In Brief
At St. James Episcopal Cemetery in Marietta, Georgia, a marble woman stands over the Meinert family plot, and local teenagers have spent decades daring each other to make her cry. The dare comes with a question you have to ask her.
The Full Story
At St. James Episcopal Cemetery in Marietta, Georgia, there's a marble woman standing over a family grave, and the dare is to make her weep. For decades, local teenagers have passed it down the same way: run around the statue thirteen times, then ask her, "Oh Mary, oh Mary, what happened to your babies?" The story goes that if you do it right, she starts to cry. There's a Halloween version too — three laps instead of thirteen, and a colder question: "Mary, Mary, how did your children die?"
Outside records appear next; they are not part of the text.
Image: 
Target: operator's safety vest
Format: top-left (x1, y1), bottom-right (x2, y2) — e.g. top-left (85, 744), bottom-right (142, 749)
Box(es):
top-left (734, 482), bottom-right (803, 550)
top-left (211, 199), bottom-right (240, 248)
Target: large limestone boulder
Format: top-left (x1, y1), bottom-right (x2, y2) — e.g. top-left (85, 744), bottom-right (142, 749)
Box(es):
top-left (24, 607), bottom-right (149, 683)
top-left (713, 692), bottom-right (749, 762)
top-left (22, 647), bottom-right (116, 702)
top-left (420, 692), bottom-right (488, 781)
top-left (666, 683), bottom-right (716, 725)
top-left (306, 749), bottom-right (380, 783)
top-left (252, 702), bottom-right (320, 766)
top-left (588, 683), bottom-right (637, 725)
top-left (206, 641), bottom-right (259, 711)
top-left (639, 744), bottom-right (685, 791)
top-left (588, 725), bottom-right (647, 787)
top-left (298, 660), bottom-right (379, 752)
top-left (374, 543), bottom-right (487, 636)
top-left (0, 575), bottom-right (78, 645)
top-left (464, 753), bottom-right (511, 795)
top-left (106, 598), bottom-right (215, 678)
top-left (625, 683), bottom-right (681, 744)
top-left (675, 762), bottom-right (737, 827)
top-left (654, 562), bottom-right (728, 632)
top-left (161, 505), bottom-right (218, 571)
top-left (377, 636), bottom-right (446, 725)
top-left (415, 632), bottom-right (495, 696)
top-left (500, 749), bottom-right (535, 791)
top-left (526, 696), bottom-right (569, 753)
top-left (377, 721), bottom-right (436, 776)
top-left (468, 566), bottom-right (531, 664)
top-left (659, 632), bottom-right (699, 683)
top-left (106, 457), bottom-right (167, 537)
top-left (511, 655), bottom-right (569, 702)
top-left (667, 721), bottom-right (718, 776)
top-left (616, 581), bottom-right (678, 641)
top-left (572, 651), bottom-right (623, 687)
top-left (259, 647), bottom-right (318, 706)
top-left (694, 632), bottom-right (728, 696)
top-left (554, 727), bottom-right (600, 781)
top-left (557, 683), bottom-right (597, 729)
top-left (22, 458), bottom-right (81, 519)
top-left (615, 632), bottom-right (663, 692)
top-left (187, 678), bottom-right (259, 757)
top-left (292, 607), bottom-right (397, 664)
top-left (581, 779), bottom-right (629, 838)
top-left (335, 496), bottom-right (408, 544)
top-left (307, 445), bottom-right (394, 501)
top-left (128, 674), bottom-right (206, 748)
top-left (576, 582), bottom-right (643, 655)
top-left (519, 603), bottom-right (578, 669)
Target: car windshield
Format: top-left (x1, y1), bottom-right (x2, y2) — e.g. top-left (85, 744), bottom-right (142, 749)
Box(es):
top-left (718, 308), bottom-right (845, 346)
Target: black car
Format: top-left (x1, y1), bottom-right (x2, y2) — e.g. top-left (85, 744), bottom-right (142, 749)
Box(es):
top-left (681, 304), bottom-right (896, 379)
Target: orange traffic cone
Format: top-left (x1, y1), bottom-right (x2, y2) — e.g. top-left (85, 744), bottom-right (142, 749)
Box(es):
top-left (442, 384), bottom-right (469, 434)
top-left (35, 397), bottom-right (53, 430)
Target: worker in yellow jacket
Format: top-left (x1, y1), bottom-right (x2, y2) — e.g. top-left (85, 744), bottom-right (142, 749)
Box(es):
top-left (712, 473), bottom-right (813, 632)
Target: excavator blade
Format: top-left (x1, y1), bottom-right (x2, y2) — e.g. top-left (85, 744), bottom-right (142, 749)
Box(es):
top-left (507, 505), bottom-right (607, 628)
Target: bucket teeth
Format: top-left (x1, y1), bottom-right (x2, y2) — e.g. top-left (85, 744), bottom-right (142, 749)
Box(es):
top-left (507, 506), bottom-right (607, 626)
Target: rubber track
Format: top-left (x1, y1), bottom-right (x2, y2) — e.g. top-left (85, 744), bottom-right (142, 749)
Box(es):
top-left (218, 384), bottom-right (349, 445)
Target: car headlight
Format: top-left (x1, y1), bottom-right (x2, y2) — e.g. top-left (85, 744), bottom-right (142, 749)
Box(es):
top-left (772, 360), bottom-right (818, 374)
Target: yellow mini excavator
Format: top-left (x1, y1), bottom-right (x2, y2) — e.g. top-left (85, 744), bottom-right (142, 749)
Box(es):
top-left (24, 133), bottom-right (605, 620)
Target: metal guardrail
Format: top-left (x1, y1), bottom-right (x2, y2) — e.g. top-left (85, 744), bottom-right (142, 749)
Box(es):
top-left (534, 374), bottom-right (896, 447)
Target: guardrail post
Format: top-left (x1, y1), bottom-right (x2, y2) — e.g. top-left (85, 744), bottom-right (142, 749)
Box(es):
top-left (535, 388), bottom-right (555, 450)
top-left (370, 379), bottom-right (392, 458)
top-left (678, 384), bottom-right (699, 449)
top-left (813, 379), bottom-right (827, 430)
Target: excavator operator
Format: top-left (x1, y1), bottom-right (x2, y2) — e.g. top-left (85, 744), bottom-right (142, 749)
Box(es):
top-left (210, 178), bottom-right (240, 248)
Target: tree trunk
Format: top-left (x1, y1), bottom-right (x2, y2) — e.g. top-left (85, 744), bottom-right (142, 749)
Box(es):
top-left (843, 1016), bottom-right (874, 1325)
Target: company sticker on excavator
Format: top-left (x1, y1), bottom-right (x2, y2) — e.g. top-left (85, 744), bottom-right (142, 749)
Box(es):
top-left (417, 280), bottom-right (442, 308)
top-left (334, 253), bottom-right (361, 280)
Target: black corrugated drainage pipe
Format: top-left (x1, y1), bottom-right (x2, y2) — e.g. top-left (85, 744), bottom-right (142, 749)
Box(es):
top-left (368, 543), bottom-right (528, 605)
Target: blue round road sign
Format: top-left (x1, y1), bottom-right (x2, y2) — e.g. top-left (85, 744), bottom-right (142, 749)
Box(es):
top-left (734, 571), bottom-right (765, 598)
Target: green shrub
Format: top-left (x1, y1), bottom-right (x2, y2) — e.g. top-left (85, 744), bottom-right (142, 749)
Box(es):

Kids who've done it swear the place answers back. They report a woman sobbing somewhere near the memorial. A child's voice calling "Mommy." Tears of blood on the statue's face. And the strangest detail of all: the two stone infants in the monument, said to quietly switch positions when no one is watching.
The marble woman is Marion "Mary" Meinert, and the truth under the legend is sadder than the dare lets on. She was a Marietta woman known for charity work — her obituary, as it's been retold, described her "visiting the poor and sick." She died in 1898, at 34, of a lung ailment that was most likely tuberculosis. Not childbirth, not a house fire, the way the legend tells it. She left a husband and six children, including twin girls who were about four weeks old when she died. The twins are the ones carved into the stone.
In 2005, a local ghost-hunting group came out to investigate. They reported two camera batteries draining at the same moment near the statue, and footsteps in a cemetery where they were the only ones standing.
The cemetery itself was laid out in 1849 as a parish burial ground at the corner of Polk and Winn streets. Plenty of notable Mariettans rest here. But the visitors come for one grave — the marble woman, and the question you're dared to ask her. They still leave pennies and loose change at her feet.